There’s a lot of work IT teams take on when committing to agile and devops practices. Agile teams are likely to mature and scale their practice by defining the scrum master roles, adding estimating practices, and maturing how they use agile management tools. Devops teams might start by implementing CI/CD pipelines, then implement automate testing, and then look to add more informative application-level monitoring and alerts.
You might hear a lot about the culture and mindset of IT organizations around agile and devops. If you’ve been around IT long enough then you’ve probably witnessed the struggle between development teams that want to release quickly and IT operations that wants to control changes so that infrastructure and applications run reliably. Agile and devops are not just practices and technologies—they are designed to change how people in IT work together.

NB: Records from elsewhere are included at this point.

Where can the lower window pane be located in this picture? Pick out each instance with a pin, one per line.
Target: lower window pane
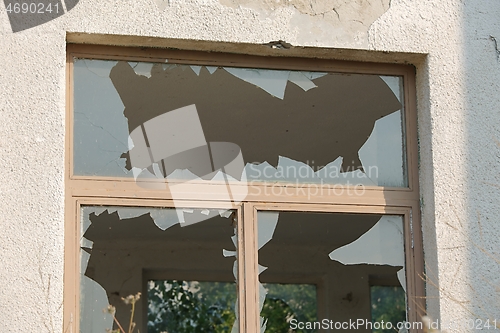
(120, 246)
(341, 255)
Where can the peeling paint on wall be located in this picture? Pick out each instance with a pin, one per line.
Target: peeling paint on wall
(341, 20)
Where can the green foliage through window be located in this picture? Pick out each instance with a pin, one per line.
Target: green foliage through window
(176, 306)
(388, 305)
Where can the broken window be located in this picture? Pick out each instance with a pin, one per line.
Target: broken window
(178, 162)
(289, 126)
(341, 252)
(120, 244)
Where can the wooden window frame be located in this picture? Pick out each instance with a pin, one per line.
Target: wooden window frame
(88, 190)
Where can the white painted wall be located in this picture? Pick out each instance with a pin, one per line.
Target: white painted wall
(459, 130)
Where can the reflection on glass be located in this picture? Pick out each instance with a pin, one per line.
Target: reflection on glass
(342, 252)
(292, 126)
(118, 244)
(388, 305)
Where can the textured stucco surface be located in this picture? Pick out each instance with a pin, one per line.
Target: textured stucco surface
(459, 122)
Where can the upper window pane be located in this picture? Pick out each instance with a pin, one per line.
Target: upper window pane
(251, 124)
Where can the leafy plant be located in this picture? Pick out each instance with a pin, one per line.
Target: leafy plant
(130, 299)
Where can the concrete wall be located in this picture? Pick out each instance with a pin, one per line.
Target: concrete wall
(458, 109)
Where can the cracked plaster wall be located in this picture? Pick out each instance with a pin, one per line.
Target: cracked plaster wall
(457, 97)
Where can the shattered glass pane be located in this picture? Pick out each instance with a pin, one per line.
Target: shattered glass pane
(119, 244)
(388, 304)
(287, 126)
(342, 254)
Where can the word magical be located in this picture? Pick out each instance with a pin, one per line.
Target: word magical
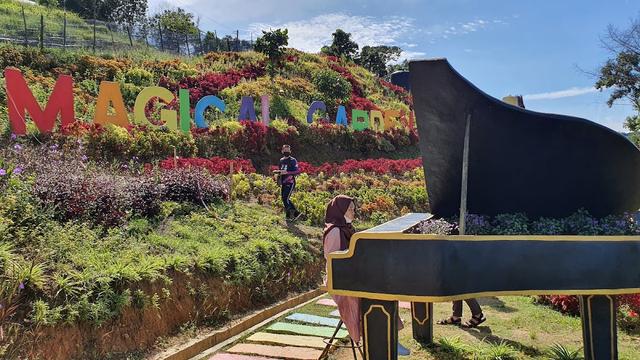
(61, 102)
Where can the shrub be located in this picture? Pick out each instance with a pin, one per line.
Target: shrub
(193, 185)
(333, 87)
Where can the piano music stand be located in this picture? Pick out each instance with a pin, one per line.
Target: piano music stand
(330, 344)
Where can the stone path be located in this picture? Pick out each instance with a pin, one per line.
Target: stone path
(299, 336)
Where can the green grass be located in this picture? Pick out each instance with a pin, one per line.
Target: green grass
(78, 29)
(83, 273)
(516, 329)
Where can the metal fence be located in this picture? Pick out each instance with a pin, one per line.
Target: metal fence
(55, 32)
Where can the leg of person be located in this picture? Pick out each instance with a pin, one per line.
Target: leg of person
(284, 193)
(477, 317)
(295, 214)
(455, 318)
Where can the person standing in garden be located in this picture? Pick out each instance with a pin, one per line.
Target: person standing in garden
(288, 169)
(337, 234)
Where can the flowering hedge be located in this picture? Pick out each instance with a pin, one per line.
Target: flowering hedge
(376, 166)
(215, 165)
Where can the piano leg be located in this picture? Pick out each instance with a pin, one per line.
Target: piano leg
(422, 322)
(599, 327)
(380, 325)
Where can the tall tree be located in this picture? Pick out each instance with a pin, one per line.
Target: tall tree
(376, 58)
(272, 44)
(129, 13)
(177, 25)
(342, 45)
(622, 72)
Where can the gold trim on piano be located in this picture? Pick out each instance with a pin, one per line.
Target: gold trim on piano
(401, 236)
(366, 338)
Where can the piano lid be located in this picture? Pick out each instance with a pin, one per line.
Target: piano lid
(519, 160)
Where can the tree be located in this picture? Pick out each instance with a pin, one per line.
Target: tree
(272, 44)
(176, 26)
(376, 58)
(342, 45)
(622, 72)
(129, 13)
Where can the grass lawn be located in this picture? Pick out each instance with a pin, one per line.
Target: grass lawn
(516, 322)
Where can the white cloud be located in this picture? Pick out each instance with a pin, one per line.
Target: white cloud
(574, 91)
(310, 35)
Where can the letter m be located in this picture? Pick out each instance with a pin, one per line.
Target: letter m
(21, 100)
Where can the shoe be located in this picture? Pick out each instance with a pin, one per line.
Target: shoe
(403, 351)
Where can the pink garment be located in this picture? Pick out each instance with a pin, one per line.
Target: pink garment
(348, 306)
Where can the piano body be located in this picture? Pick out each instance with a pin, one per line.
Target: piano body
(519, 161)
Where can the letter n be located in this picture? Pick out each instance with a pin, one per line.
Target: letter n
(21, 101)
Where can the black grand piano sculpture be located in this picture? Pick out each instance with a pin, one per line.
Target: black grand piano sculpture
(514, 161)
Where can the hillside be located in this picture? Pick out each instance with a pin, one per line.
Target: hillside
(79, 31)
(230, 76)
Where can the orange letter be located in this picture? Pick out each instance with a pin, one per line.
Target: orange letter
(169, 117)
(390, 119)
(21, 101)
(377, 120)
(110, 93)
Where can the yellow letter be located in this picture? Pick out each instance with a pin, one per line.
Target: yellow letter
(110, 94)
(169, 117)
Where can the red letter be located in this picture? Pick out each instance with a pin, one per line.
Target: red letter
(21, 100)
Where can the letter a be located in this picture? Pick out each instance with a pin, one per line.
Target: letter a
(110, 93)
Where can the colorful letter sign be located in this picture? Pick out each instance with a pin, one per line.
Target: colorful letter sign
(110, 108)
(21, 101)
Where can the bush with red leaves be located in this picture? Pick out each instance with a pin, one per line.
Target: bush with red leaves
(215, 165)
(377, 166)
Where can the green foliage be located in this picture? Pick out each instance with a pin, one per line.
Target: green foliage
(342, 45)
(333, 87)
(559, 352)
(376, 58)
(272, 44)
(499, 351)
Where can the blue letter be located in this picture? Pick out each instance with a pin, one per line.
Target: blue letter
(341, 116)
(203, 104)
(315, 106)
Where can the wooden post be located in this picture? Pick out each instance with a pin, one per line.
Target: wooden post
(129, 34)
(113, 42)
(41, 32)
(465, 177)
(160, 31)
(24, 21)
(186, 40)
(64, 29)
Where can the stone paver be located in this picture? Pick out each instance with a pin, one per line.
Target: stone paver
(284, 339)
(287, 352)
(239, 357)
(327, 302)
(321, 331)
(313, 319)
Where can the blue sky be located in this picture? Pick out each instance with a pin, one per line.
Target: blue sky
(544, 50)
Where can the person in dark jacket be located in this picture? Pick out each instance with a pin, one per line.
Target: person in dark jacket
(288, 169)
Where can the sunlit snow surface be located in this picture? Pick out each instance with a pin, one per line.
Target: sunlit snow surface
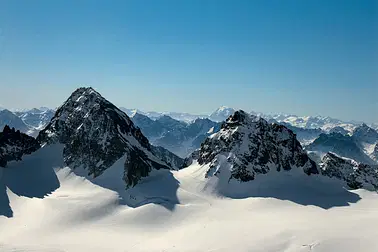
(52, 209)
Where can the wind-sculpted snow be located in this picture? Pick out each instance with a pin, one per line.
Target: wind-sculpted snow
(96, 134)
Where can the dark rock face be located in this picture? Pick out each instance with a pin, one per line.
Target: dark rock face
(249, 146)
(342, 145)
(339, 129)
(304, 135)
(178, 137)
(96, 134)
(356, 175)
(12, 120)
(14, 145)
(168, 157)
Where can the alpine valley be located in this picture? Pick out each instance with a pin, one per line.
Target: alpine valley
(89, 176)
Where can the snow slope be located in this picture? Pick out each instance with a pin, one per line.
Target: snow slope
(53, 209)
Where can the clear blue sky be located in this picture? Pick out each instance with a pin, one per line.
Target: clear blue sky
(305, 57)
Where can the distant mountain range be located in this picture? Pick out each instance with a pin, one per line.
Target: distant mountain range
(182, 133)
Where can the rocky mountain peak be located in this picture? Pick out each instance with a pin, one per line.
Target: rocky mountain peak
(364, 133)
(14, 145)
(355, 174)
(221, 113)
(96, 134)
(247, 146)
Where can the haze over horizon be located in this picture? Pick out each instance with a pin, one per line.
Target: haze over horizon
(296, 57)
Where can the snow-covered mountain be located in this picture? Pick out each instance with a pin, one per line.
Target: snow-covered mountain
(14, 145)
(314, 122)
(304, 136)
(178, 137)
(365, 134)
(247, 146)
(221, 114)
(342, 145)
(96, 134)
(180, 116)
(9, 118)
(36, 118)
(357, 175)
(45, 200)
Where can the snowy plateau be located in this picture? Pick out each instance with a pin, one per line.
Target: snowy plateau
(92, 181)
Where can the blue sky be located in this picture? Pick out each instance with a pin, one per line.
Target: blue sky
(309, 57)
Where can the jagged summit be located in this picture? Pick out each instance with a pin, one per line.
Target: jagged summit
(364, 133)
(96, 134)
(247, 146)
(14, 145)
(221, 114)
(355, 174)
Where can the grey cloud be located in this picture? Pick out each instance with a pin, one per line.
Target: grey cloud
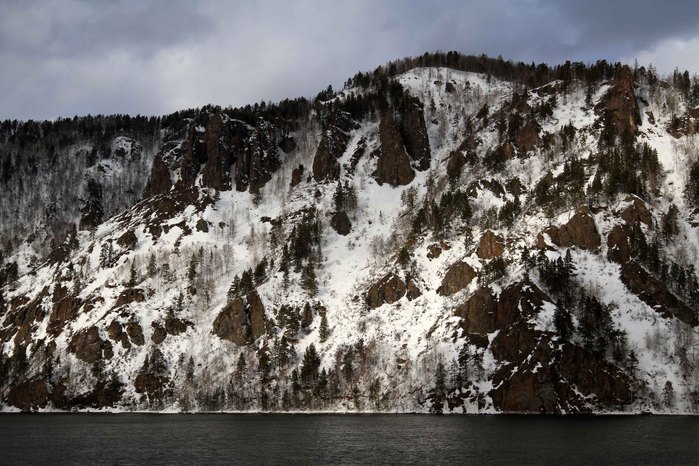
(68, 57)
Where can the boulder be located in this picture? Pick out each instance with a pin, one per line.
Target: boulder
(580, 231)
(340, 222)
(389, 289)
(393, 166)
(89, 347)
(527, 137)
(414, 134)
(331, 147)
(297, 176)
(490, 245)
(29, 395)
(653, 292)
(241, 320)
(619, 104)
(458, 276)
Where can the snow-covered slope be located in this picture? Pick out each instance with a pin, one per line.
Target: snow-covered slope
(485, 277)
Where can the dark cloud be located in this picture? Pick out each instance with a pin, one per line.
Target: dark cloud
(65, 57)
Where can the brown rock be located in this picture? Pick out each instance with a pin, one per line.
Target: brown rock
(527, 138)
(159, 181)
(412, 290)
(297, 176)
(135, 332)
(242, 320)
(654, 293)
(29, 395)
(414, 134)
(580, 231)
(490, 245)
(202, 225)
(389, 289)
(458, 276)
(483, 313)
(393, 166)
(89, 347)
(130, 295)
(340, 222)
(175, 326)
(618, 245)
(455, 164)
(255, 165)
(552, 377)
(636, 212)
(620, 104)
(159, 333)
(331, 147)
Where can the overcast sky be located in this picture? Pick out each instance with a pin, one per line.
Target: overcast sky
(68, 57)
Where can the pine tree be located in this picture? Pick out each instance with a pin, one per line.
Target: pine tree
(152, 266)
(324, 332)
(668, 394)
(133, 279)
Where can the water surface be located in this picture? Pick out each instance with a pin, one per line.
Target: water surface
(346, 439)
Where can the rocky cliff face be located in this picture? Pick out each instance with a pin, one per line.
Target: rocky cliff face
(403, 246)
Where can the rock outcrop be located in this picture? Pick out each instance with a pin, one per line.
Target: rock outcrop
(414, 134)
(389, 289)
(655, 293)
(490, 245)
(458, 276)
(341, 223)
(393, 166)
(88, 346)
(619, 104)
(242, 320)
(331, 147)
(580, 231)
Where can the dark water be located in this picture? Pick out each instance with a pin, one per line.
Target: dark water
(349, 439)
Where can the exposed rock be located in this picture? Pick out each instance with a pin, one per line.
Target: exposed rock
(194, 157)
(224, 142)
(65, 308)
(89, 347)
(159, 181)
(341, 223)
(297, 175)
(552, 377)
(241, 320)
(29, 395)
(620, 105)
(483, 313)
(159, 333)
(92, 209)
(393, 166)
(527, 137)
(636, 212)
(287, 144)
(127, 240)
(130, 295)
(389, 289)
(202, 225)
(254, 167)
(455, 164)
(580, 231)
(654, 293)
(412, 291)
(458, 276)
(331, 147)
(490, 245)
(135, 332)
(175, 326)
(618, 245)
(414, 134)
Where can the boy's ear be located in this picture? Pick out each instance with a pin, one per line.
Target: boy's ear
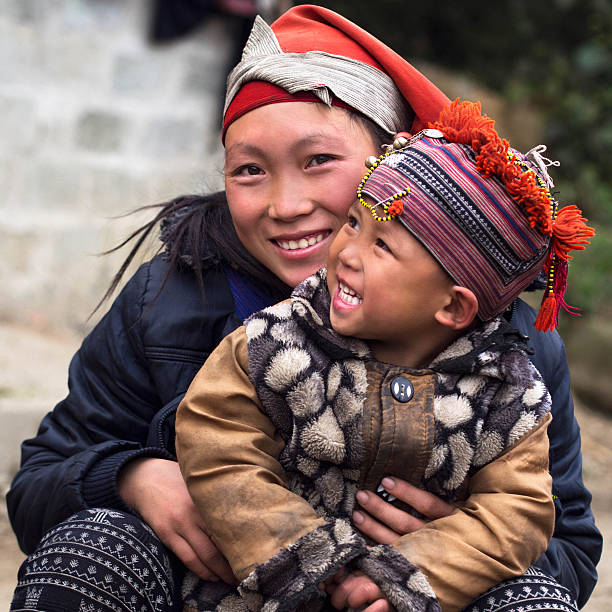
(461, 311)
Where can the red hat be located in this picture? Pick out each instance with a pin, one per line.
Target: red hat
(307, 28)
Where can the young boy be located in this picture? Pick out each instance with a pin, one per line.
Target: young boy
(395, 360)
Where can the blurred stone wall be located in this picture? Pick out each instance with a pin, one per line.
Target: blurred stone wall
(94, 121)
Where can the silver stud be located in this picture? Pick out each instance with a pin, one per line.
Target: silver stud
(431, 133)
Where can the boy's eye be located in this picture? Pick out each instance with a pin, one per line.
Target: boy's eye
(319, 160)
(248, 170)
(382, 245)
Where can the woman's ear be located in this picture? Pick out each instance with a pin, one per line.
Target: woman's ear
(461, 310)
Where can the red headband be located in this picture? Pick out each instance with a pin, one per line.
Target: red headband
(260, 93)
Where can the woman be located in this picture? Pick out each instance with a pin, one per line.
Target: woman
(107, 450)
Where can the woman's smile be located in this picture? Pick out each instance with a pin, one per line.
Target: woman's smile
(301, 243)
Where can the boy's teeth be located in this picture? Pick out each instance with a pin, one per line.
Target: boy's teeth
(302, 243)
(349, 295)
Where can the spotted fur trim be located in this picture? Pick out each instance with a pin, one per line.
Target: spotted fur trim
(290, 578)
(403, 584)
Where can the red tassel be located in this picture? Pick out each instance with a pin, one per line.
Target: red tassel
(548, 315)
(570, 232)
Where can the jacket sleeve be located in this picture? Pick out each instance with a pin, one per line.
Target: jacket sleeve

As your IT organization is embarking on agile and devops transformations, how do you know that people are truly collaborating? How should teams behave differently and what should you be doing to advance the collaboration, culture and mindset of teams?
Here are five principles that will help guide this collaborative and culture transformation.
1. Collaborative teams solve the right problems good enough
Have you ever witnessed teams so focused on a technical solution that they lose site of what problem they are solving and why? Or how about when a problem is being worked on and there are key people left out of the conversation? What happens when teams overthink a technical problem and define a solution that’s overengineered or too complex to implement?